Xilinx floats Aurora serial protocol
Xilinx floats Aurora serial protocol
By Anthony Cataldo, EE Times
April 15, 2002 (2:35 p.m. EST)
URL: http://www.eetimes.com/story/OEG20020415S0043
SAN MATEO, Calif.-Xilinx Inc. has proposed a new point-to-point serial link protocol dubbed Aurora for use in high-speed networking gear, HDTV broadcast systems, blade servers and storage subsystems.
The link layer protocol resides just above the physical layer, and works as an interface to either proprietary upper-layer protocols or industry-standard protocols like TCP/IP and Ethernet.
Intended for high-speed serial links, it can scale from 622 Mbits/second to 3.125 Gbits/s. As many as 16 channels can be aggregated for a baud rate of 50 Gbits/s and a maximum data transfer rate of 40 Gbits/s full-duplex, according to the company.

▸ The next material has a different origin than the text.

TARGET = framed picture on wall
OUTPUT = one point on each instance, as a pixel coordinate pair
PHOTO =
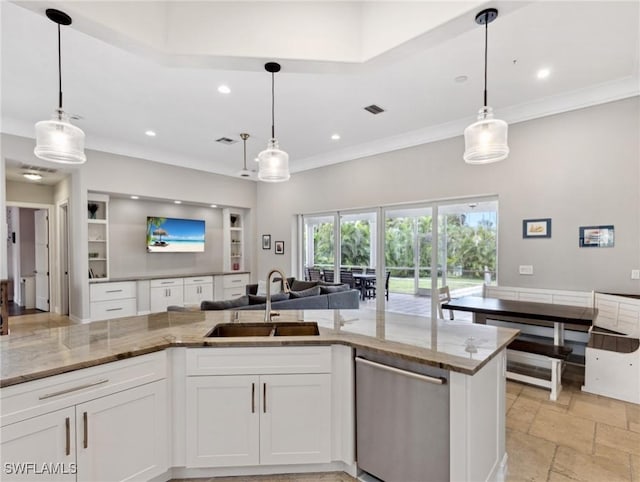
(536, 228)
(596, 236)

Xilinx plans to demonstrate the technology Wednesday (April 17) at its Programmable World 2002 conference and will submit the protocol to standards groups such as the PCI Industrial Computer Manufacturers Group.

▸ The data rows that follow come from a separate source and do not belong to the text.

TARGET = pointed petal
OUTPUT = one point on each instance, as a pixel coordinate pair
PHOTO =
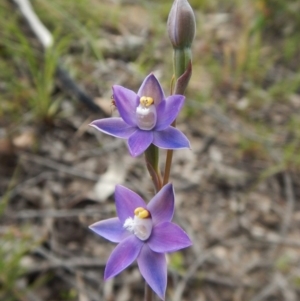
(151, 87)
(114, 126)
(126, 101)
(168, 237)
(111, 229)
(170, 138)
(161, 206)
(139, 141)
(167, 111)
(153, 267)
(126, 202)
(122, 256)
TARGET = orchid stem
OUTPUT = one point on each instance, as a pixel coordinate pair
(148, 293)
(168, 162)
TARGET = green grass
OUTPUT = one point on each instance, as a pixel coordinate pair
(257, 59)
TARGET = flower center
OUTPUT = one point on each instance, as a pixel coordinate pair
(141, 224)
(146, 113)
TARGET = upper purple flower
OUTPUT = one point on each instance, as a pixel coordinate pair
(146, 118)
(144, 232)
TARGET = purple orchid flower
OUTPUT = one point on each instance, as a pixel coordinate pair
(146, 118)
(144, 232)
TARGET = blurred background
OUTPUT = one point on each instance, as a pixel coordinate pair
(237, 189)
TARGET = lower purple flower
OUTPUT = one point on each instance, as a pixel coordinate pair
(146, 118)
(144, 232)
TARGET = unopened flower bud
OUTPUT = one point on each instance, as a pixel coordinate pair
(181, 24)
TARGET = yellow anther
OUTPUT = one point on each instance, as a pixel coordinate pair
(141, 212)
(146, 101)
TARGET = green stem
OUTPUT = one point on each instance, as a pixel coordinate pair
(148, 293)
(152, 160)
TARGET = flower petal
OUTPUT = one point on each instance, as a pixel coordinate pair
(122, 256)
(170, 138)
(111, 229)
(114, 126)
(168, 237)
(139, 141)
(126, 102)
(161, 206)
(167, 111)
(126, 202)
(153, 267)
(151, 87)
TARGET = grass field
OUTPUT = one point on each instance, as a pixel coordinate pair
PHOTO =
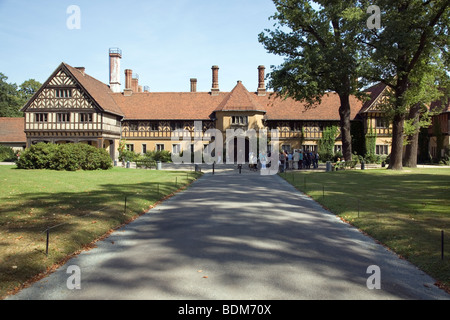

"Our intention is to incorporate feedback and recommendations and present this as a standard," said Per Holmberg, senior product marketing manager for IP solutions at Xilinx (San Jose, Calif.).
Eye on backplanes
The protocol can be used for connections between chips, boards and boxes, though it's primary aim is to replace 1,000 Base T connections used in backplanes. Xilinx says that moving to a serial interface is cheaper, less power-hungry and offers more data rate options than 1,000 Base T. Using a serial interface with Aurora, "you could go to 3.125 gigabits per second over two pairs versus four pairs and have more granularity in the bandwidth," said Kent Dahlgren, technical staff member for Xilinx's advanced product division.
As such, Aurora is not a threat to interface standards like 3GIO and Rapid I/O, which use symbol encoding in their link layer handshakes that isn't supported by Aurora. "This really targets moving IP or TPP frames or Ethernet frames between tw o boards," Dahlgren said. "There aren't many PHY and link layers specifically targeted for backplane applications."
Xilinx hopes the protocol will spark interest in its latest Virtex-2 Pro field-programmable gate array, which sports 3.125-Gbit/s serial links and embedded PowerPC processors. The link layer will take up about 780 to 900 logic cells and will eventually be incorporated into the company's IP core library.